The paper introduces a sharp trace Adams' inequality in 4D, classifies solutions to related boundary value problems, and proves the existence of extremals using blow-up analysis.

Findings

Sharp trace Adams' inequality holds for α ≤ 12π².

Existence of extremals for the inequality is proven.

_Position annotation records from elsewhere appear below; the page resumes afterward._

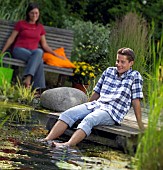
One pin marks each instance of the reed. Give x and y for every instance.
(150, 149)
(14, 11)
(24, 95)
(132, 32)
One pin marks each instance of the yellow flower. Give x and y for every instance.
(91, 75)
(84, 72)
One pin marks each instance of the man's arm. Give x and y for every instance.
(137, 109)
(94, 96)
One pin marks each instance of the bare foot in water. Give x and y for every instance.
(56, 144)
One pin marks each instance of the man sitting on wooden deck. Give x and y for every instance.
(113, 94)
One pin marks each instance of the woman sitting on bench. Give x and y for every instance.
(26, 36)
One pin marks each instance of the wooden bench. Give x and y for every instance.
(55, 37)
(123, 137)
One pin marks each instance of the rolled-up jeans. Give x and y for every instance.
(89, 117)
(34, 65)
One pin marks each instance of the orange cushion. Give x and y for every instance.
(55, 61)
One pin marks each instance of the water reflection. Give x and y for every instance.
(19, 149)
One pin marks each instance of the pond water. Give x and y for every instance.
(20, 127)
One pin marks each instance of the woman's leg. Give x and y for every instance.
(34, 67)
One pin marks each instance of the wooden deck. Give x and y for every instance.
(124, 136)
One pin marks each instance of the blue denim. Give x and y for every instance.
(89, 117)
(34, 65)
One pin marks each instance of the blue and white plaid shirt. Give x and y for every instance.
(116, 93)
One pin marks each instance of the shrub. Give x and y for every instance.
(91, 42)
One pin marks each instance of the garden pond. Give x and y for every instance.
(20, 129)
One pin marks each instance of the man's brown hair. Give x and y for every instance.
(127, 52)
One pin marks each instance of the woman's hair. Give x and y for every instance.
(30, 7)
(127, 52)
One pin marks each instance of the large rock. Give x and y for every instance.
(62, 98)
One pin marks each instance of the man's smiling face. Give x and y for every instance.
(123, 64)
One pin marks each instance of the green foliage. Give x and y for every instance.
(7, 91)
(90, 42)
(150, 149)
(13, 10)
(24, 95)
(16, 93)
(130, 32)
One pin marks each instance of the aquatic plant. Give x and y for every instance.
(25, 95)
(150, 149)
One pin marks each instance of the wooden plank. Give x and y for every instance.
(47, 68)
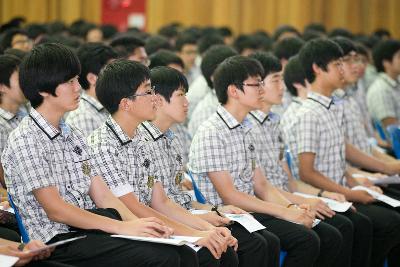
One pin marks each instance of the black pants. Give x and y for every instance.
(253, 248)
(386, 232)
(301, 244)
(345, 227)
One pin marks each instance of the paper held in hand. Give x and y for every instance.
(333, 204)
(378, 196)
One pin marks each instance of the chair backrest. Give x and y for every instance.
(21, 227)
(394, 134)
(199, 196)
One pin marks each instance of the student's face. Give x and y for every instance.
(188, 55)
(144, 105)
(14, 92)
(178, 106)
(67, 95)
(350, 67)
(140, 55)
(21, 42)
(252, 94)
(273, 88)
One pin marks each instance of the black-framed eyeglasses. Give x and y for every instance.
(258, 84)
(149, 92)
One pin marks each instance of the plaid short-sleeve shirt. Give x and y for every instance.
(125, 164)
(88, 116)
(383, 98)
(167, 154)
(267, 135)
(37, 156)
(223, 144)
(318, 128)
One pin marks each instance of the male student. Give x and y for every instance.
(124, 160)
(49, 174)
(383, 96)
(318, 145)
(90, 114)
(268, 139)
(223, 162)
(170, 85)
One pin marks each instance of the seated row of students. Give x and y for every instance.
(48, 165)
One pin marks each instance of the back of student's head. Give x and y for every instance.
(319, 52)
(270, 63)
(234, 71)
(164, 58)
(288, 47)
(46, 67)
(345, 44)
(212, 58)
(93, 56)
(384, 51)
(126, 45)
(167, 80)
(119, 79)
(292, 74)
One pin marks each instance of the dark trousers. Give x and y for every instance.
(301, 244)
(345, 227)
(253, 248)
(386, 233)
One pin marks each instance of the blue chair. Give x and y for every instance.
(21, 227)
(394, 135)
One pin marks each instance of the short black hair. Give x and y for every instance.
(234, 71)
(384, 50)
(288, 47)
(320, 52)
(245, 41)
(270, 63)
(155, 43)
(207, 41)
(8, 64)
(167, 80)
(46, 67)
(164, 58)
(284, 29)
(294, 73)
(212, 58)
(126, 45)
(185, 39)
(119, 79)
(93, 56)
(346, 44)
(6, 40)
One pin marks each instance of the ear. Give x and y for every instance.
(91, 78)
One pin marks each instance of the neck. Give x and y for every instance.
(238, 113)
(162, 122)
(127, 123)
(10, 106)
(52, 115)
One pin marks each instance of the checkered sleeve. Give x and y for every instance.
(208, 152)
(307, 132)
(110, 164)
(29, 158)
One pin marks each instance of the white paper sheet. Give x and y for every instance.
(247, 221)
(333, 204)
(378, 196)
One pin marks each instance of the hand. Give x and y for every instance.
(214, 218)
(231, 209)
(214, 242)
(300, 216)
(359, 196)
(147, 227)
(321, 209)
(334, 196)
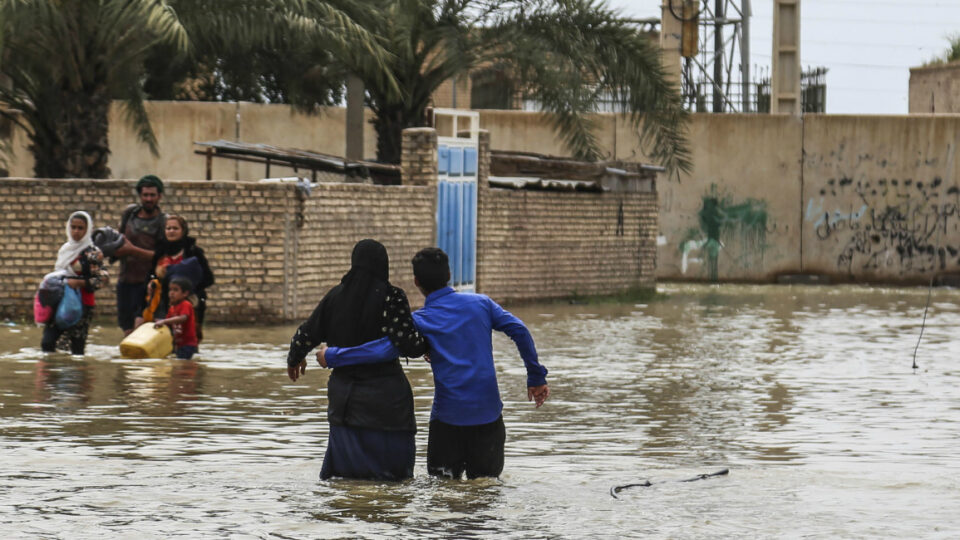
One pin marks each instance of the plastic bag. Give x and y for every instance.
(41, 313)
(51, 289)
(70, 310)
(108, 239)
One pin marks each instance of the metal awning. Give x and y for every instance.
(296, 159)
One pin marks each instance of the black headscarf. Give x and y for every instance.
(355, 307)
(167, 247)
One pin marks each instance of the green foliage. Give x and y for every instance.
(950, 55)
(566, 54)
(63, 62)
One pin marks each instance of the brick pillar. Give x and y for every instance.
(483, 163)
(418, 159)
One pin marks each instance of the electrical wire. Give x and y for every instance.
(927, 308)
(678, 17)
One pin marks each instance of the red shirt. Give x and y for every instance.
(185, 333)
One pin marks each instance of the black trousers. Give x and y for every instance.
(476, 450)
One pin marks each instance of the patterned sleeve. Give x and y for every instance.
(398, 325)
(306, 337)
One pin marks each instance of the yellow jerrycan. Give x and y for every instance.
(147, 342)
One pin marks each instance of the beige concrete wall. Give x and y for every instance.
(881, 196)
(746, 181)
(935, 89)
(178, 124)
(281, 125)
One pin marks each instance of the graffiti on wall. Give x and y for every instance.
(891, 225)
(737, 230)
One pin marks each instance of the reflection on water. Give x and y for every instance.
(805, 393)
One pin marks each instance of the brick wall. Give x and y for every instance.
(275, 251)
(241, 226)
(538, 244)
(338, 215)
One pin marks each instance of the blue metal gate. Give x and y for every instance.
(457, 204)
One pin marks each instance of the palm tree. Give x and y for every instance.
(567, 55)
(63, 62)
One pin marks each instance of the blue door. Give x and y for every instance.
(457, 211)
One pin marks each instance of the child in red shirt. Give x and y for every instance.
(181, 319)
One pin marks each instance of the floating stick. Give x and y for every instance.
(647, 483)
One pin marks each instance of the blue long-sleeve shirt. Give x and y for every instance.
(458, 328)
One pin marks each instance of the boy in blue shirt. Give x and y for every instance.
(466, 425)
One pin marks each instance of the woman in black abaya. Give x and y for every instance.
(370, 406)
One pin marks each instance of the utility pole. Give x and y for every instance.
(718, 56)
(354, 123)
(747, 12)
(785, 80)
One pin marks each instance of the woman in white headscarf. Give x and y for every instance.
(82, 263)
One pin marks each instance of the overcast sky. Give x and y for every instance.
(868, 46)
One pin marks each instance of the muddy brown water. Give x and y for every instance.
(805, 393)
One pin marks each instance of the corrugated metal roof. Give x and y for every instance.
(294, 157)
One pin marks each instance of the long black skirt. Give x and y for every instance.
(369, 454)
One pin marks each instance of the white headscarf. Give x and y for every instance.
(72, 248)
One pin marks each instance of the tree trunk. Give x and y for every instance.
(75, 145)
(389, 127)
(389, 124)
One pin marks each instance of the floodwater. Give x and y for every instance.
(806, 394)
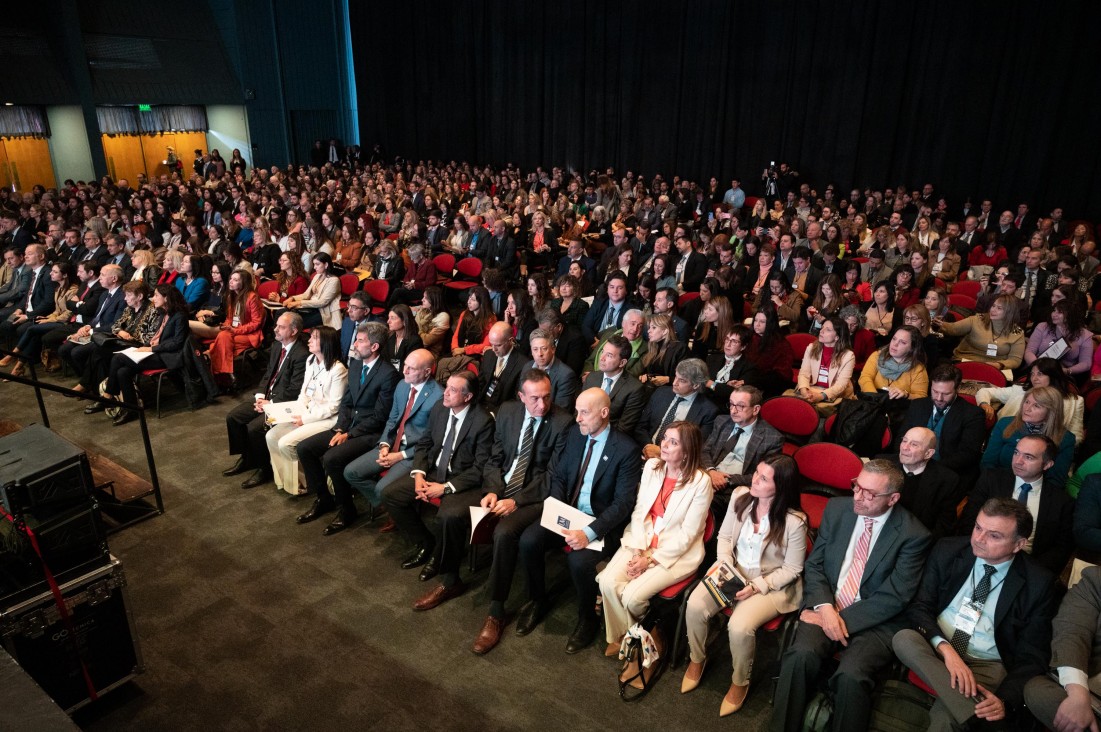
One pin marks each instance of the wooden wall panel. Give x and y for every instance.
(29, 163)
(124, 159)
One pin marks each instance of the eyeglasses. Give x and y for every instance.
(865, 491)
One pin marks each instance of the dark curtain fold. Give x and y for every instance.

A sharp trace Adams-Onofri inequality is established for bounded domains.

Abstract

Let $\Omega\subseteq \mathbb{R}^{4}$ be a bounded domain with smooth boundary $\partial\Omega$. In this paper, we establish the following sharp form of the trace Adams' inequality in $W^{2,2}(\Omega)$ with zero mean value and zero Neumann boundary condition: \begin{equation*} S({\alpha})=\underset{\int_{\Omega}udx=0,\frac{\partial u}{\partial\nu}|_{\partial\Omega}=0,\Vert\Delta u\Vert_{2}\leq{1}}{\underset {u\in{W^{2,2}(\Omega)\setminus\{0\}}}{\sup}}\int_{\partial \Omega} e^{\alpha u^{2}}d\sigma<\infty \end{equation*} holds if and only if $ \alpha\leq12\pi^2$. Moreover, we prove a classification theorem for the solutions of a class of nonlinear boundary value problem of bi-harmonic equations on the half space $\mathbb{R}^4_{+}$. With this classification result, we can show that $S({12\pi^2})$ is attained by using the blow-up analysis and capacitary estimate. As an application, we prove a sharp trace Adams-Onofri type inequality in general four dimensional bounded domains with smooth boundary.